YAPIMCI : Made in USA
YÖNETMEN : Reccep Bey
EKİP : Vekiller,13 kötü adam, Katil Apo, Yardakçılar
ELEŞTİRMENLER : Ülke Sevdalıları
Bir film yönetmeni düşünün. Senaryoyu hazırlayan ekiple beraber. Bu yönetmen “en iyi filmi ben çekerim” diye kollarını sıvıyor, yapımcıdan paraları alıyor. Gel gör ki, yapımcıya söz verdiği hiçbir sahneyi çekemiyor. Bunun üzerine settekilerle kavgaya başlıyor, senaryoyu beğenmiyor. Sette çay taşıyan çocukları bile azarlıyor. Senaryoyu hazırlayan ekibin başında kendisinin bulunduğunu ve settekilerden de kendisinin sorumlu olduğunu unutuyor!
Burnundan kıl aldırmayan bu yönetmen, çektiği sahneleri beğenmiyor ama beğenmediğini yapımcıya söylemiyor. Eleştirmenlerin tepkilerini de “Bizi çekemiyorlar” diye geçiştirmeye çalışıyor ve eleştirmenlere veryansın ediyor, göz yaşlarını da senaryoya katıyor, ülke sevdalılarını mektuplar okuyarak senaryonun içine çekmeye çalıştıkça batıyor.

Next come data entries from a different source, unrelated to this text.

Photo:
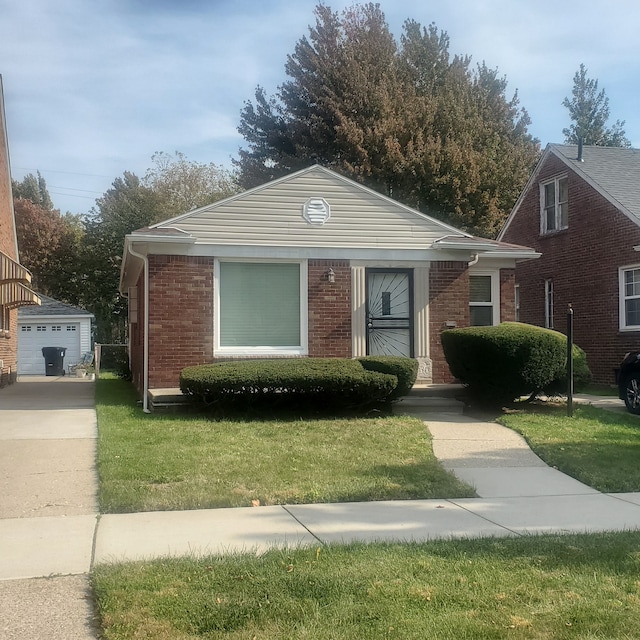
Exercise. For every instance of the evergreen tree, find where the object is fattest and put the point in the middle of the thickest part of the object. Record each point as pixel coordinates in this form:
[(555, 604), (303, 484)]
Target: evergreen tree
[(589, 111), (33, 188), (406, 118)]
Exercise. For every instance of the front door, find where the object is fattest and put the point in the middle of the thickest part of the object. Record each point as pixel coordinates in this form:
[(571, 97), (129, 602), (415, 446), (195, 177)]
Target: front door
[(389, 312)]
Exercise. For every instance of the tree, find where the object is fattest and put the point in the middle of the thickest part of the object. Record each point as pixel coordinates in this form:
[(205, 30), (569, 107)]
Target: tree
[(183, 185), (404, 118), (34, 189), (589, 111), (128, 205), (49, 246)]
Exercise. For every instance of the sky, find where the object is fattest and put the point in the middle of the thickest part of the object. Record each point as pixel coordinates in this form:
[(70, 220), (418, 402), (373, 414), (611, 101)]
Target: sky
[(93, 88)]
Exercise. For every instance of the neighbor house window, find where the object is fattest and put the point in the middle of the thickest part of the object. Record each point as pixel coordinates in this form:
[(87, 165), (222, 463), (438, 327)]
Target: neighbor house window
[(629, 284), (554, 205), (483, 299), (548, 304), (261, 308)]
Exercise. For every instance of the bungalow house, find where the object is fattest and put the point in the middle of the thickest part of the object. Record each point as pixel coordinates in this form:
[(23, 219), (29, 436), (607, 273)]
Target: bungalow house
[(581, 211), (14, 278), (312, 264)]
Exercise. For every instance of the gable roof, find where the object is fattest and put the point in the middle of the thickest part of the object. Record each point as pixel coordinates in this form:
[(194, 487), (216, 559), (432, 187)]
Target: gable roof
[(272, 214), (313, 213), (614, 172), (51, 307)]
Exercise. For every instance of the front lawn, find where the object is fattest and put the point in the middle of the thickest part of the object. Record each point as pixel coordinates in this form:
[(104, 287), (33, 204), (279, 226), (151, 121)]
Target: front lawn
[(561, 587), (597, 447), (188, 461)]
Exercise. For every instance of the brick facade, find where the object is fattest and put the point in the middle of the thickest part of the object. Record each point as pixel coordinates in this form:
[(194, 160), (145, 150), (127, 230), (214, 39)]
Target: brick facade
[(329, 309), (180, 316), (582, 261), (181, 326), (448, 303), (8, 344)]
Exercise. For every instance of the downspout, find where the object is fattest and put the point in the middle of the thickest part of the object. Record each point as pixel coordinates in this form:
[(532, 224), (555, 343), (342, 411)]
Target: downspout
[(145, 347)]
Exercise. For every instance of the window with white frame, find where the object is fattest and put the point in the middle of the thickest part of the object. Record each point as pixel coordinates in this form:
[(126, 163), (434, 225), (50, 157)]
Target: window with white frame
[(548, 304), (629, 285), (261, 308), (554, 205), (484, 299)]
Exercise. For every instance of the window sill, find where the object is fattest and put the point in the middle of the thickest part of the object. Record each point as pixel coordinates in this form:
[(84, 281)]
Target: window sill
[(553, 234), (248, 352)]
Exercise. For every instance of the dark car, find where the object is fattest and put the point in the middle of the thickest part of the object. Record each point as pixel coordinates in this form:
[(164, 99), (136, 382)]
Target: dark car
[(629, 381)]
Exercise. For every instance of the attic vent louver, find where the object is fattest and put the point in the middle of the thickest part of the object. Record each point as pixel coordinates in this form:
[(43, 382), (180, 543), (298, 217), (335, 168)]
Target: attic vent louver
[(316, 211)]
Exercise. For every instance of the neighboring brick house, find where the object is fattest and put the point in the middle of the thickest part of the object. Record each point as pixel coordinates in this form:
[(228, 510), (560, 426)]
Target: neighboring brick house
[(312, 264), (581, 211), (14, 278)]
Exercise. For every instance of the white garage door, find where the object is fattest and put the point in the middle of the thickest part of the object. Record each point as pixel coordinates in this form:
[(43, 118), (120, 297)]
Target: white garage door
[(32, 337)]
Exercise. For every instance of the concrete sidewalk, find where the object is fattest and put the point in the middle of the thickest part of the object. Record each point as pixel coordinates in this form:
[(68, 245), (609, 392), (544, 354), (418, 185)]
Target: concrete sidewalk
[(49, 524)]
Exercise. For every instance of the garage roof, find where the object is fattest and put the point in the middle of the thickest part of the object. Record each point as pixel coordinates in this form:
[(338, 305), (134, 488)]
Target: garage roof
[(51, 307)]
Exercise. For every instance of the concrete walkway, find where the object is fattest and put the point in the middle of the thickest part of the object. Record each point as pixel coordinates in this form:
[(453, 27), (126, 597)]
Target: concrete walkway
[(51, 535)]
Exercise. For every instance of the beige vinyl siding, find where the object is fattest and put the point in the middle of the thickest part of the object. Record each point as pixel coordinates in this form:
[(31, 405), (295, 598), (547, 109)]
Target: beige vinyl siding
[(272, 216)]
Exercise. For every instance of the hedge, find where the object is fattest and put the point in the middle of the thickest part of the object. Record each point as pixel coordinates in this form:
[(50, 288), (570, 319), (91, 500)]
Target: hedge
[(502, 363), (310, 384), (405, 369)]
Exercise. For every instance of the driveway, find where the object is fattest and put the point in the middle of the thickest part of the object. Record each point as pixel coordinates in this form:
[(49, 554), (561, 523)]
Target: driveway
[(48, 507)]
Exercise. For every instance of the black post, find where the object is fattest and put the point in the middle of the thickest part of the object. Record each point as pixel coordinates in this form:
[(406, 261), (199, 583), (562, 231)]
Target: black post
[(570, 362)]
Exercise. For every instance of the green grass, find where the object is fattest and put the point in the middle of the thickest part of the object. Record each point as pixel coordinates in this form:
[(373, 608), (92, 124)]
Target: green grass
[(598, 447), (173, 462), (547, 587)]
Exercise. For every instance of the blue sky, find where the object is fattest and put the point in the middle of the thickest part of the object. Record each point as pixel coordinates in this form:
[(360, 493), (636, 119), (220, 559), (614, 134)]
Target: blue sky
[(94, 87)]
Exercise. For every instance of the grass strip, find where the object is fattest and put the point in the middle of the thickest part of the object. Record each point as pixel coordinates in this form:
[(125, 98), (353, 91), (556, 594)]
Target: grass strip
[(188, 461), (597, 447), (561, 587)]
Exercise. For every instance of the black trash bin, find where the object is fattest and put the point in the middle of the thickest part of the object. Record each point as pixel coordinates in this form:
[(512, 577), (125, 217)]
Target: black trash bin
[(54, 360)]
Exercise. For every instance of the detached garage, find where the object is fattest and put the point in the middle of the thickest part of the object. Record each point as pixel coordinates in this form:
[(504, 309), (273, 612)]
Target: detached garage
[(53, 324)]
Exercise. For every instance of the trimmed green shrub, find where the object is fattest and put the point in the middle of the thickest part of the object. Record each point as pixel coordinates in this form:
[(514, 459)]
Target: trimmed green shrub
[(303, 384), (501, 363), (405, 369)]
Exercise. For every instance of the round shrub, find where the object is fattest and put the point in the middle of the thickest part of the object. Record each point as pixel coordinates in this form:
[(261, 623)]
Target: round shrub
[(501, 363)]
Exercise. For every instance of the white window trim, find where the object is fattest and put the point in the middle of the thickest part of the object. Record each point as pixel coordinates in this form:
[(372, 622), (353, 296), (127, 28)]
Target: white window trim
[(622, 299), (543, 217), (495, 294), (301, 350)]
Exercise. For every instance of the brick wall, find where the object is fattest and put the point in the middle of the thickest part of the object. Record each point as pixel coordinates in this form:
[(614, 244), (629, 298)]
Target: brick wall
[(180, 316), (507, 295), (448, 302), (8, 346), (136, 340), (582, 261), (329, 309)]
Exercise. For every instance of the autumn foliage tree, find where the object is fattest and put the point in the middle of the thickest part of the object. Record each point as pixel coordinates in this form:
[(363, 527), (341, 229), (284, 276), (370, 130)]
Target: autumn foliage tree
[(183, 185), (405, 118)]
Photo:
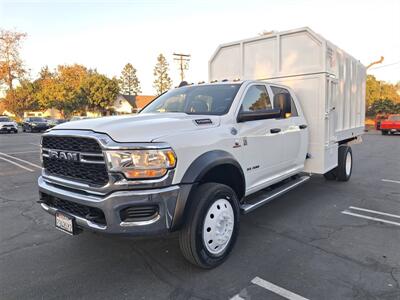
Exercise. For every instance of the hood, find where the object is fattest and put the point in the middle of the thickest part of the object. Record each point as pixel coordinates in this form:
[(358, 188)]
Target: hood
[(143, 127), (7, 123)]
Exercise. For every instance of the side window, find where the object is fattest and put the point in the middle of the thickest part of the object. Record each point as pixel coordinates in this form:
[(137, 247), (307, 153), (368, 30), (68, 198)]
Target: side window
[(256, 99), (279, 90)]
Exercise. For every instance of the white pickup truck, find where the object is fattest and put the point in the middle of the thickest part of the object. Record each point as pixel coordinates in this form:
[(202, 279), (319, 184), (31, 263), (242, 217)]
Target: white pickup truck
[(199, 156)]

Velhasıl İşler bir türlü yolunda gitmiyor. Filmin sonu 12 Eylül referandumu yaklaştıkça yapımcıdan paparayı yiyeceği korkusuyla iyice zıvanadan çıkıyor ve panikliyor. Buna rağmen filmin en berbat sahnelerini bile “Biz efekt yaptık” diye güzel gösterip, seyircinin gözlerini de boyamayı bu arada unutmuyor.
Ülkeyi 36 parçaya bölmeyi, etnik parçalanmayı hedefleyen bu film berbat mı berbat…Bir vekilin yapımcıya alın tepe tepe kullanın diye verdiği raporda da zaten her şey ortada. Buna rağmen yönetmen, yapımcıdan yeni bir film için para ve zaman istiyor…

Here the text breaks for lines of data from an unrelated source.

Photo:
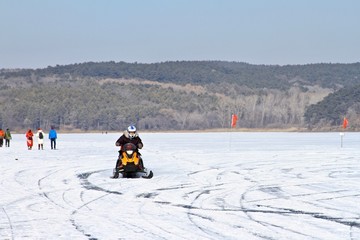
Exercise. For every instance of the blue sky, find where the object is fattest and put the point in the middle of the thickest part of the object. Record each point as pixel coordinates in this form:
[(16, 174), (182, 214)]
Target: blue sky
[(41, 33)]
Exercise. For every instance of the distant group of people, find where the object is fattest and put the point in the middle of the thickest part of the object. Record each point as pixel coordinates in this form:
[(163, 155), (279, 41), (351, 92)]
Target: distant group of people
[(40, 138), (5, 135)]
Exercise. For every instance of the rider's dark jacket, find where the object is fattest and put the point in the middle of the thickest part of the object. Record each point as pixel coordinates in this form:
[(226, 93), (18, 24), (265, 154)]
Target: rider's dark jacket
[(126, 139)]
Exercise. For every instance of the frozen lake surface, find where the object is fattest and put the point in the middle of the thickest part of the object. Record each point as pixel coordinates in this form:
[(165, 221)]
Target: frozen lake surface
[(205, 186)]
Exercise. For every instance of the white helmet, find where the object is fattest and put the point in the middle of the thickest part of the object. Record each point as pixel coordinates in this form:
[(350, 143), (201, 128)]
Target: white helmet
[(131, 131)]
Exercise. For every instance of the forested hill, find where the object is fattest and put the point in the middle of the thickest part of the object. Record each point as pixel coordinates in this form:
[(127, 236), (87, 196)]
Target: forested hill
[(176, 95)]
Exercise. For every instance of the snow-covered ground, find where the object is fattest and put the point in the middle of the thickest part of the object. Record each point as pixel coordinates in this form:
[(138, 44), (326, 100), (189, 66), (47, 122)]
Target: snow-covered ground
[(205, 186)]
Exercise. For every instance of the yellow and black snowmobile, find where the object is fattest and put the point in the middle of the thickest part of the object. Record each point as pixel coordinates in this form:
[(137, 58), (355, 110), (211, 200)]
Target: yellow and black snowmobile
[(130, 163)]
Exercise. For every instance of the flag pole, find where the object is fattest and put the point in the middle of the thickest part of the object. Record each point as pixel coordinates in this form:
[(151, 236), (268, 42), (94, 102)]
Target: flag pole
[(342, 134)]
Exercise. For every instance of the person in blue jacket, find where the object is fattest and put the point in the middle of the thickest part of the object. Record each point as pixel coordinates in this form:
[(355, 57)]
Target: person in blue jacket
[(53, 137)]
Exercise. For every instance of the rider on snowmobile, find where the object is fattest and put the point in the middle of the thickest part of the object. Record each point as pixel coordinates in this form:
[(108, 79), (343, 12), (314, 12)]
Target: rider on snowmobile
[(129, 136)]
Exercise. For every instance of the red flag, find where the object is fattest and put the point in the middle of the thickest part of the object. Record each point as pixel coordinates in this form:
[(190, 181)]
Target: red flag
[(345, 122), (233, 120)]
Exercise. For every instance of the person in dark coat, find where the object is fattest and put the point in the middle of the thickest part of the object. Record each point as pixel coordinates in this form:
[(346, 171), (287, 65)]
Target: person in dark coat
[(129, 136)]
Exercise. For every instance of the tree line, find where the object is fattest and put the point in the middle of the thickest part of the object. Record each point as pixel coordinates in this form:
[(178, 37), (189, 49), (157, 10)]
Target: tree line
[(179, 95)]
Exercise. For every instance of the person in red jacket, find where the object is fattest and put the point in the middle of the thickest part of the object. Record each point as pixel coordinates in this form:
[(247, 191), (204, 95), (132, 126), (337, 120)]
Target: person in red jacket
[(29, 139), (2, 136)]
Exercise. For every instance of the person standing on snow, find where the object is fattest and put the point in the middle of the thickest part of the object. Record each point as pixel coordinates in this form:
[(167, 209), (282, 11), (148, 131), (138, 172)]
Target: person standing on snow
[(40, 139), (129, 136), (29, 139), (2, 136), (7, 138), (53, 137)]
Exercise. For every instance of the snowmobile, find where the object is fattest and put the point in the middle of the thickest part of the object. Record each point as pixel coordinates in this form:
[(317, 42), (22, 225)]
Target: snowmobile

Bu yönetmen size birilerini hatırlatıyor mu?
Hatırlatmıyorsa…
Bir Başbakan düşünün… “Benim ülkemde özgürlük yok, sizin ülkeniz çok özgür” diyerek kızını Amerika’da okutuyor…
Madem senin Başbakan olduğun ülkede özgürlükler yeterli değil, Anayasa’yı bile değiştirecek bir çoğunluğa sahip olduğun hâlde niçin o özgürlükleri sekiz yıllık iktidarında getirmiyorsun?
“Param yetmiyor, geçinemiyorum” diyor ve Başbakanlık yaparken bile ticaretle uğraşıyor. Ticarette de çok iyi paralar kazanmasına ve en zengin Başbakan unvanını almasına rağmen çocuklarını Amerika’da bursla okutuyor…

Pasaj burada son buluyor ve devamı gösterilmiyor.